JOURNALISM WATCH….Over the past few years, journalists have increasingly faced subpoenas in both criminal and civil cases that require them to turn over their unpublished material and give up their confidential sources. Josh Wolf, a freelance journalist currently in jail for refusing to turn over video outtakes to the FBI, is the latest. Dan Zoll, a producer of Washington Monthly on the Radio, talked to him from federal prison in Dublin, where he’s being held, and asked if he thought this current string of cases is just a coincidence:
I think that given all of these situations one after the other, it appears that there is a campaign to undermine the rights of journalists. I mean, more and more of them are happening in recent years than we?ve seen in the past. They?re also holding the reporters’ balls to the fire much further. Judith Miller was in jail for 85 days. Prior to that they?d be held in contempt over the weekend and let go. It seems like an assault on the First Amendment to me, quite clearly.

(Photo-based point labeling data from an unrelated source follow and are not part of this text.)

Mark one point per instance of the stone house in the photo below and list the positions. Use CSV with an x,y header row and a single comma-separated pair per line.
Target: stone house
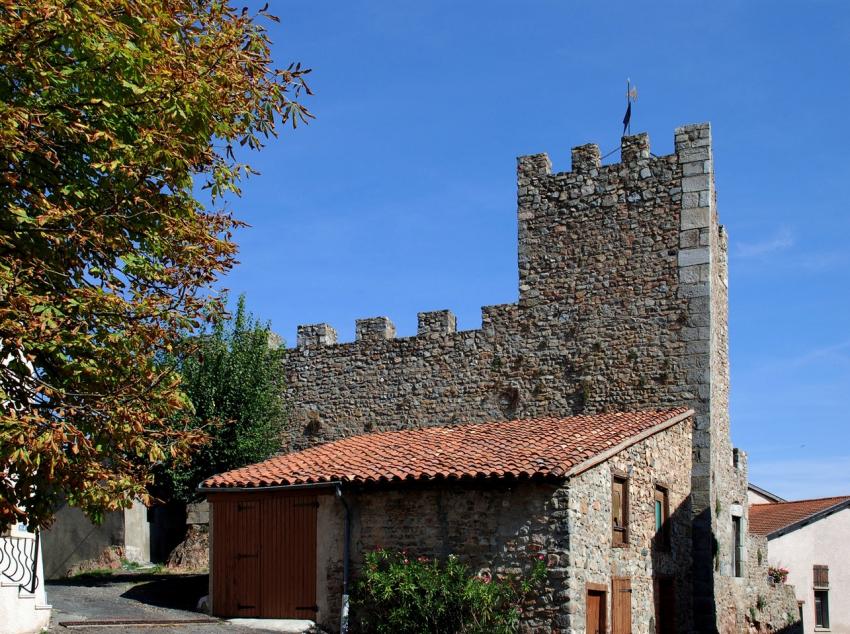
x,y
809,539
622,307
497,494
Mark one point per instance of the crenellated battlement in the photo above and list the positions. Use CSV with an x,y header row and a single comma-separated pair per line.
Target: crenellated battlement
x,y
680,179
621,305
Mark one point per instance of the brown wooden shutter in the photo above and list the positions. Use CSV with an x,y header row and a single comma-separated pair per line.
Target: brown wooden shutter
x,y
619,511
621,605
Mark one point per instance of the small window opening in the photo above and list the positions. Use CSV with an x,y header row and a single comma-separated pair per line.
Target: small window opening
x,y
738,548
620,510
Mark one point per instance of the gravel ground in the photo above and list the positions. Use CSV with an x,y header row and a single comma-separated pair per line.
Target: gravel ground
x,y
132,596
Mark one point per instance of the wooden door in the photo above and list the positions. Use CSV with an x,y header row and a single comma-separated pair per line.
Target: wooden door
x,y
621,605
264,555
289,557
595,612
236,557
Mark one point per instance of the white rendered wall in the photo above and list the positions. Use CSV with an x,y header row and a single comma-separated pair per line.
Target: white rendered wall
x,y
825,542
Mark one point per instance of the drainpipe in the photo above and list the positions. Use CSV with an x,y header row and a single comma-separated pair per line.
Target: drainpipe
x,y
346,555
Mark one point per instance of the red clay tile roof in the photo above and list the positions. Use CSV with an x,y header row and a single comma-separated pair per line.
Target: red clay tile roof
x,y
766,519
539,447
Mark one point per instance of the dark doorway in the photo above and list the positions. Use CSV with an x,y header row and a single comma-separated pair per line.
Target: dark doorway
x,y
665,606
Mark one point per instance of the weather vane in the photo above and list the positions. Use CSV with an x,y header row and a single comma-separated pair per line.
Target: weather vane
x,y
631,95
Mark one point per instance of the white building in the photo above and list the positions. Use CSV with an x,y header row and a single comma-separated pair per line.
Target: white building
x,y
810,539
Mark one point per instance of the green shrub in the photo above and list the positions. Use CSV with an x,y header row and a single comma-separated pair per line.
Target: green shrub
x,y
401,593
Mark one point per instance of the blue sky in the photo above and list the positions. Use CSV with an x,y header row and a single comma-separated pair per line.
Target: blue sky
x,y
400,197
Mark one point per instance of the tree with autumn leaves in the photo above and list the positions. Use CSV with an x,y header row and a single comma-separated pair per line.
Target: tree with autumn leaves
x,y
114,114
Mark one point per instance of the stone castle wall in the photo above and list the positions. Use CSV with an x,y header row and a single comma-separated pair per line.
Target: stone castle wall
x,y
622,305
613,313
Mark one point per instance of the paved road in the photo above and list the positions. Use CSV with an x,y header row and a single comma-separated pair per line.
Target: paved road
x,y
132,596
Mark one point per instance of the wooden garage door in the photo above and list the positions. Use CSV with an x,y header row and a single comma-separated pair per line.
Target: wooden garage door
x,y
264,555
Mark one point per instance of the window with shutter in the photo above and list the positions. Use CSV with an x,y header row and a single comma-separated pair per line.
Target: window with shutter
x,y
662,516
821,576
822,608
737,548
620,511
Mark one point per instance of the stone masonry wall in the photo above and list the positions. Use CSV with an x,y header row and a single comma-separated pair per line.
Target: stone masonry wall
x,y
622,306
661,460
500,527
495,527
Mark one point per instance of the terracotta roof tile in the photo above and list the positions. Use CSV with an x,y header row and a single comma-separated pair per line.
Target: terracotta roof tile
x,y
769,518
547,447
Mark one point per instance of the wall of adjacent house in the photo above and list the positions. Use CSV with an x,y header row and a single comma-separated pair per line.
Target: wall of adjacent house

Wolf shot some video of a demonstration in San Francisco last year, during which a burning mattress was slipped underneath an SFPD police car. [Note: See update below.] Federal prosecutors sidestepped California’s shield law by claiming that because the SFPD receives federal funds, this was therefore a federal case. If this tissue-thin excuse is upheld, it would essentially gut every state shield law in the country. Perhaps it’s time to pass a federal shield law?
In other news, a federal judge has ruled that a private citizen who disseminates classified information related to national security can be prosecuted under the Espionage Act. The judge wrote:
[B]oth common sense and the relevant precedent point persuasively to the conclusion that the government can punish those outside of the government for the unauthorized receipt and deliberate retransmission of information relating to the national defense.
Journalists, of course, are private citizens, and if this ruling is upheld it could apply to virtually anyone who writes about anything the government prefers you don’t hear about. The reporters who exposed the Abu Ghraib abuses or wrote about the NSA’s domestic spying program, for example, could all be prosecuted.
So while they’re working on that shield law, perhaps Congress could also clarify that the Espionage Act was meant to apply to spies, not to reporters who have earned the disfavor of whoever happens to be in power at the moment. Just a thought.
UPDATE: Regarding the Josh Wolf story, Megan Books of the Grand Jury Resistance Project writes to say that although the “burning mattress” has been in news accounts, it isn’t actually true. A videotape of the demonstration is here, and she says:
There was a piece of styrofoam (you can see the foam in the very beginning that the protestors are holding as signs) that was next to a firecracker. The styrofoam was smoldering from contact with the firecracker [and a police car drove over it]. I don’t know when the theory about the mattress started or why, but once it got picked up, it’s been everywhere. I wouldn’t really even call it a “fire.” That’s why the whole Grand Jury is even more ridiculous. It’s a fishing expedition that has no real goal.